Rievoca anche l’elemento vitale presente nel film e che ravvisa nella Rea Silvia che chiede a Remo di prendersi cura di suo fratello e nel neonato, la nuova vita, che compare nella scena finale. Così, nel film filogenesi e ontogenesi sembrano intrecciarsi: la nascita di Roma intimamente legata alla storia personale di due fratelli.  Andrea Auletta, in dialogo con il regista, propone un interessante parallelismo tra il lavoro del regista e quello dello psicoanalista nell’accostarsi alla storia e nel dare importanza al racconto. Su questo punto Matteo Rovere generosamente ci lascia entrare nel percorso creativo che lo ha portato alla scelta di raccontare questa storia al cinema: il desiderio
andare a fondo nella storia di questi due fratelli e nella loro contrapposizione. Remo, solo, il primus inter pares, e Romolo, l’aggregatore, alla continua ricerca del favore degli dei. Alla fine del film nella morte di Remo per mano di Romolo è come se essi stessi diventassero un unicum e questa fusione incarnerà un nuovo mondo. Gianfranca Privitera e Daniela Zanarini, infine, ci conducono all’interno del loro appassionato ed appassionante lavoro, lo studio della lingua e delle sue origini per arrivare a costruire/ricostruire il protolatino, la lingua di Romolo e Remo. A partire dall’indoeuropeo, attraverso una stratificazione di senso, la lingua e i suoi significati si complessivizzano e arricchiscono, generando contraddizioni e ambivalenze. E allora Marte, da dio del ciclo annuale e del raccolto, diventa espressione del confine, del limen che va protetto e difeso ad ogni costo, anche attaccando. Non solo attacco e difesa, ma anche amore e odio: è questa l’altra grande contraddizione che viene messa in scena nel film: l’amore fraterno e il fratricidio.
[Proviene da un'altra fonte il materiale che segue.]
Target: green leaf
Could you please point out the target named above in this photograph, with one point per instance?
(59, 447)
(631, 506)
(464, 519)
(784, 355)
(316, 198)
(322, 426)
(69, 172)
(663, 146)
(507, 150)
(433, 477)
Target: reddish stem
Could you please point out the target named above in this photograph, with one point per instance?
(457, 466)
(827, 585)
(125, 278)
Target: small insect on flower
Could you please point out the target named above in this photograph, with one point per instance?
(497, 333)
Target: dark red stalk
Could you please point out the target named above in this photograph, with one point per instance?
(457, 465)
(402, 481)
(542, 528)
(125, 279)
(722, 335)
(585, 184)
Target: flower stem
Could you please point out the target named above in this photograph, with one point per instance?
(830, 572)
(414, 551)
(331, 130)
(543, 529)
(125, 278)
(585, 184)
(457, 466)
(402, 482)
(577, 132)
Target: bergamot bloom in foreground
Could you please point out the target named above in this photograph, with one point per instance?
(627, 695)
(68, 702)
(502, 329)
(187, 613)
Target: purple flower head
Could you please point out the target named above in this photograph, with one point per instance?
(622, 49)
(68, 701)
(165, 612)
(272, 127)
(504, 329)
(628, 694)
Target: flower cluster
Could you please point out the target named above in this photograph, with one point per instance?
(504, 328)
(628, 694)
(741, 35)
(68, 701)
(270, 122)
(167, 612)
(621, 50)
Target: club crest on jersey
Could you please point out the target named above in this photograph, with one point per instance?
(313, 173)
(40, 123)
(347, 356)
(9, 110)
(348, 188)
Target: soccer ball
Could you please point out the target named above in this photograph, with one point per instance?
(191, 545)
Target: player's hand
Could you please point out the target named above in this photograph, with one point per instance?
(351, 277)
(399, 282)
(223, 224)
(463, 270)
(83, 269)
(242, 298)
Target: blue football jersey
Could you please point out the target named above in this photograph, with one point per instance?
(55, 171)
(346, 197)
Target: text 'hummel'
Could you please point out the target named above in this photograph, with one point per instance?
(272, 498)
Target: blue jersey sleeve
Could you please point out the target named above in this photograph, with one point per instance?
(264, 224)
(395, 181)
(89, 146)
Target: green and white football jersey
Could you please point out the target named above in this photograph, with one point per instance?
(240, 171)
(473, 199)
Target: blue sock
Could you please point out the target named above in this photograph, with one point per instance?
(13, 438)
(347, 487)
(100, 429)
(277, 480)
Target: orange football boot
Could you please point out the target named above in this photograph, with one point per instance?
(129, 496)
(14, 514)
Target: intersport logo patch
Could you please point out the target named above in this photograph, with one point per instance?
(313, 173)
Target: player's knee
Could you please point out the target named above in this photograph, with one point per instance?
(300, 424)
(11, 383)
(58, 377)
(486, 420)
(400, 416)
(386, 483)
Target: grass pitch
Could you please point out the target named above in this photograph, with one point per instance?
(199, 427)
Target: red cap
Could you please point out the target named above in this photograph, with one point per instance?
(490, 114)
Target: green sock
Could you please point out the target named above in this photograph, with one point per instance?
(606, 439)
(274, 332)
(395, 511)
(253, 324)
E’ a partire da questa ambivalenza che si gioca la storia di Romolo e Remo, ma anche le storie personali di ognuno e con cui la psicoanalisi spesso si confronta. Il film mette in luce anche un’altra importante contraddizione: mito e libero arbitrio. La leggenda di Romolo e Remo è intrisa di un destino a cui non ci si può sottrarre, è il dio che decide, che delinea un disegno imperscrutabile. Remo sembra sottrarsi al destino, diventa baluardo del libero arbitrio, ma scopre che anche egli non può scappare dal disegno di dio. 

Tornando all’inizio, all’esergo di Maugham: “Un dio che può essere compreso non è un dio”: nel mito all’uomo non è dato conoscere il suo destino. Quanto pesa il destino nelle storie personali di ognuno? Quanto l’uomo è veramente faber fortunae suae? Sono domande complesse che spesso compaiono nella stanza d’analisi. In fondo non è la psicoanalisi che si propone di scandagliare le maglie del destino e di costruire e ricostruire ogni volta ciò che è dato per assoluto?